I haven't been blogging as much as I'd like to lately because it's been a good season for manuscripts. (I wonder if this has anything to do with NaNoWriMo.) As always, there are many submissions, few contracts. The submissions tell me that, despite all the dire prognostications, as well as the pomposities of the self/vanity-published, there are still a good many aspiring writers who understand that a publisher can do many things that the average person can't - and that the publisher will actually pay to have all of this done because it believes in their work! Imagine that - a world in which writers don't have to pay for editors, pay for typesetting, pay for ISBN numbers, pay for cover design, pay for publicists, etc. Oh, right: That's the world I've been working in for decades now.
But I digress. I'm seeing a common problem in recent submissions. It's not that this problem is NEW (in fact, it's always been a problem, for at least as long as I can remember), but since I've just set side about the 20th manuscript that has this problem, I thought I'd talk a little about it here.
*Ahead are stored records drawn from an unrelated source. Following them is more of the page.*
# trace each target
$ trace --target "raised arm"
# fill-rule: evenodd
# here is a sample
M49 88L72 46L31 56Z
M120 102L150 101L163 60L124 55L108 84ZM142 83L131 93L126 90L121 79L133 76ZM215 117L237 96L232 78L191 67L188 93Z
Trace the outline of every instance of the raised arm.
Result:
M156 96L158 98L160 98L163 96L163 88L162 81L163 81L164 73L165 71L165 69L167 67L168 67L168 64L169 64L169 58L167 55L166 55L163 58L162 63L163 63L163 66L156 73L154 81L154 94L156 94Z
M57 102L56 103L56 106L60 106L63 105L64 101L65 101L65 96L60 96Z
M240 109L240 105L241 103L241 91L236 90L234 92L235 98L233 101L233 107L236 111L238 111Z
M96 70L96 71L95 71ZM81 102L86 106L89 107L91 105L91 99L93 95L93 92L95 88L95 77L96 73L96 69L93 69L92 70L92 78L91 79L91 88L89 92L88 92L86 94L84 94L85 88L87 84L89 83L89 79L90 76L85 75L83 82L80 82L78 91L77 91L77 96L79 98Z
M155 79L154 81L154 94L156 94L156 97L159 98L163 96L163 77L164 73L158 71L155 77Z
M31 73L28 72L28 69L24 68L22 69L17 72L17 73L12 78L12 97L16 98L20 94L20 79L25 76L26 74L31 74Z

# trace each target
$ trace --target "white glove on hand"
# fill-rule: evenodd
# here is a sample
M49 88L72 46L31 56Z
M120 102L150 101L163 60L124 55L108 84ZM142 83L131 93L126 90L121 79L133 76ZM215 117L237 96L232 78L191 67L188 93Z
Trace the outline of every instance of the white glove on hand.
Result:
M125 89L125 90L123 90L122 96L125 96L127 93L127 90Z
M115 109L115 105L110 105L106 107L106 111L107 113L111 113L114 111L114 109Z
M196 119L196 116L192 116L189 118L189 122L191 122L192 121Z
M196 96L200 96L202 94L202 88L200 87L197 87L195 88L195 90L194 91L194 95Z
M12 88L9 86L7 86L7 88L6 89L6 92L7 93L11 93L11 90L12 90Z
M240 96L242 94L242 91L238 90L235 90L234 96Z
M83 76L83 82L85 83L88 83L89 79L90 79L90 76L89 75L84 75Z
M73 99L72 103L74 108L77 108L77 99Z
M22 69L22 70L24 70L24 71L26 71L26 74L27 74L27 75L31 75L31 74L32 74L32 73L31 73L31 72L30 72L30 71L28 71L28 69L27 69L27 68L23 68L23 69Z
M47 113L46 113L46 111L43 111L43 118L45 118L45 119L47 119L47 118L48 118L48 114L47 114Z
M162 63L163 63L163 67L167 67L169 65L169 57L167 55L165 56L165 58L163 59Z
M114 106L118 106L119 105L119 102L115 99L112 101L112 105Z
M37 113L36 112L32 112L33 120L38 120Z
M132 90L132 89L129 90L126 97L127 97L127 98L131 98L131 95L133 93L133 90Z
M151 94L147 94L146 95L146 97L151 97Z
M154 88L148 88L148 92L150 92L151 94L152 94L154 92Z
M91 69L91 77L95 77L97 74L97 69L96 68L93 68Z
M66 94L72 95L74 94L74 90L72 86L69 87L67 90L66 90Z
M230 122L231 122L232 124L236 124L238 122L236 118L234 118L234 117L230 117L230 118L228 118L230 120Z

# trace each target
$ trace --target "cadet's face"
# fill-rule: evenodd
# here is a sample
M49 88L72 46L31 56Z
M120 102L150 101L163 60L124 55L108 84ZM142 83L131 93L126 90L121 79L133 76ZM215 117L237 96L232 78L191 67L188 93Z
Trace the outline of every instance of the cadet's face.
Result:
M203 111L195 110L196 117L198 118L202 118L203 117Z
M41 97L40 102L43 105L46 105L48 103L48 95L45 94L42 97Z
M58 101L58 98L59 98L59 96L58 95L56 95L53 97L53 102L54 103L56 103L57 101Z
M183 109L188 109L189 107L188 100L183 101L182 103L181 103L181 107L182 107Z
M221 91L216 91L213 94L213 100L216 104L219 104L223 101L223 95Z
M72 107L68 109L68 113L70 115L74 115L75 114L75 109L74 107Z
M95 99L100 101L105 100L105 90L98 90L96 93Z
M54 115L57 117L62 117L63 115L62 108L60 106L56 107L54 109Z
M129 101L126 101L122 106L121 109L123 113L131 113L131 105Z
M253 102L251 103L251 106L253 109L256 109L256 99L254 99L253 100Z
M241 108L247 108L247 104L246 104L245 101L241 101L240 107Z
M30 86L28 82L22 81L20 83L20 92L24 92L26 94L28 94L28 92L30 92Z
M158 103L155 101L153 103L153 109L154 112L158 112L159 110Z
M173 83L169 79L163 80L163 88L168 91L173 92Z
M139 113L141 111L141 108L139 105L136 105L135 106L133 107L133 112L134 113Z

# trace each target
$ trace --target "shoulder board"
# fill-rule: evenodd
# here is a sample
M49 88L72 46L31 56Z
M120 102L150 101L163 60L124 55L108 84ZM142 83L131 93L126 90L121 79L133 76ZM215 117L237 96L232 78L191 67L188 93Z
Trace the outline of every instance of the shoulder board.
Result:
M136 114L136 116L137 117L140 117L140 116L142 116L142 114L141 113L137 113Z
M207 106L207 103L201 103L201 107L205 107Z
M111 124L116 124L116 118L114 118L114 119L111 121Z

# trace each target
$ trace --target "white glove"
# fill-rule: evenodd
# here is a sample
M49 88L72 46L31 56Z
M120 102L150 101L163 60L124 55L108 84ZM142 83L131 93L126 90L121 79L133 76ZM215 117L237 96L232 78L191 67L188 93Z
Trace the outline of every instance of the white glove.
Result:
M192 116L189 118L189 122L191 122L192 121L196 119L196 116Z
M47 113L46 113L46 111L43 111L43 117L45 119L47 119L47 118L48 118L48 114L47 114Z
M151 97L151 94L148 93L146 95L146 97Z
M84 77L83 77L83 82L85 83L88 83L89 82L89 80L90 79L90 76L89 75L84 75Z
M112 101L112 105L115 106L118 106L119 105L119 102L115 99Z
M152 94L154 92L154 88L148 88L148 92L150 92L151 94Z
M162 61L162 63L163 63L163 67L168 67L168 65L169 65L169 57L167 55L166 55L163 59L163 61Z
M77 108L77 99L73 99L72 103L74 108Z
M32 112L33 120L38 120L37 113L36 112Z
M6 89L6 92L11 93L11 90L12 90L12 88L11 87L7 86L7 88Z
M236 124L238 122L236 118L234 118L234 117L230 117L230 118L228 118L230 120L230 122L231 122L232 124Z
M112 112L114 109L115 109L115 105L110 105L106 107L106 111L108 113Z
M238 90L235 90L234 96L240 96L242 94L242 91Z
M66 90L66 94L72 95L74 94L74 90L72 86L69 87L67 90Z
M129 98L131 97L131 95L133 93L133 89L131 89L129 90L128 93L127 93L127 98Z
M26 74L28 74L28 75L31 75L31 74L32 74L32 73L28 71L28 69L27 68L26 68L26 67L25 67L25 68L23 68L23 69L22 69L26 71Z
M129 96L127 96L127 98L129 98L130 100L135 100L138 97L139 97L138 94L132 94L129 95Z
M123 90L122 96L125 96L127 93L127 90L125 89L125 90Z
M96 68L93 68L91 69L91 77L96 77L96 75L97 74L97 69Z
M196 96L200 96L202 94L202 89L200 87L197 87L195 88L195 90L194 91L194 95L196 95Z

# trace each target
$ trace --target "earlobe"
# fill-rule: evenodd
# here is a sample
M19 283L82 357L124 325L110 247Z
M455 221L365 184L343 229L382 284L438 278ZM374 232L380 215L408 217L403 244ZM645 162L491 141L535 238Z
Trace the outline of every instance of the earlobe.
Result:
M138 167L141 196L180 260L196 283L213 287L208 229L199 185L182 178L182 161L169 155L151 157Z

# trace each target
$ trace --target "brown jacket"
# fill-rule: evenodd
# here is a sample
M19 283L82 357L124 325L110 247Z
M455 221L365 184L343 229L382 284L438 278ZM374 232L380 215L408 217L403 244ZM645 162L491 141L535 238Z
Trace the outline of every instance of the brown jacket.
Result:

In a nutshell: Writers, please make sure something HAPPENS in your first chapter. Not just anything, please, but SOMETHING INTERESTING, WEIRD, PUZZLING, ODD, or MYSTERIOUS. This spark of action is what readers need to get involved in your story. There's that old literary concept of in medias res - of starting a narrative in the middle of something, then going back and filling in details about the past as you move the story forward. It's as relevant to genre fiction as it is to Beowulf, and I can't stress that enough. A protagonist is not a baby just out of the womb: We should not hear the protagonist's life story, in sequence, starting X number of years ago, in the first chapter. We need STORY in the first chapter, with hints about what is to come and strange things about the characters that need explanation.
This is why I suggest the Action- Camera - Lights! approach to writing your first chapter.
ACTION - Have something happen. Your doorbell rings, you answer the door, and a stranger drops dead in front of you. You run to pick up the phone and as you're doing so, you hear someone smashing the back window of your house. You're running through Central Park at night, chased by God knows who, protecting that little package (with CONTENTS UNKNOWN TO THE READER) as if your life depends on it, because it probably does.
CAMERA - Make that first chapter visual. Picture it as the opening sequence of a film, or the trailer that makes you want to plunk down ten bucks to see the movie before it's released on DVD two weeks from now. I'm not saying to describe every last thing or person in detail, but make that opening chapter visceral. Something important has to be at stake, and you can "swing the camera" to other viewpoints (if you're doing a third-person narrative) to increase the mystery of what's going on.
LIGHTS! - In your second chapter, or later, begin to illuminate what has happened in the first chapter. How did your protagonist get to where he or she is? Please note: I'm NOT saying that Chapter 2 is the place to then begin a longwinded backstory about your character's entire life history. I'm saying that in Chapter 2, you can let just a little bit of light onto your scene, dropping a couple of delicious tidbits or hints for your readier. The police have identified that man who dropped dead on your doorstep - It was your wife's lover, whose awareness you'd been blissfully unaware of. You find safety in a little-known hidewaway in Central Park and notice the feet of your attacker running past - he's wearing orange running shoes of the type favored by your boss. When you go to investigate the broken window at the back of your house, you find that your favorite pen has been stolen. But it was a Bic pen that you bought at Walmart for 29 cents. What gives?
You see my point... I don't want to read an autobiography or a biography. I want to read CRIME FICTION. So do the tens of thousands of other devoted mystery fans who are willing to try a new writer who does things right.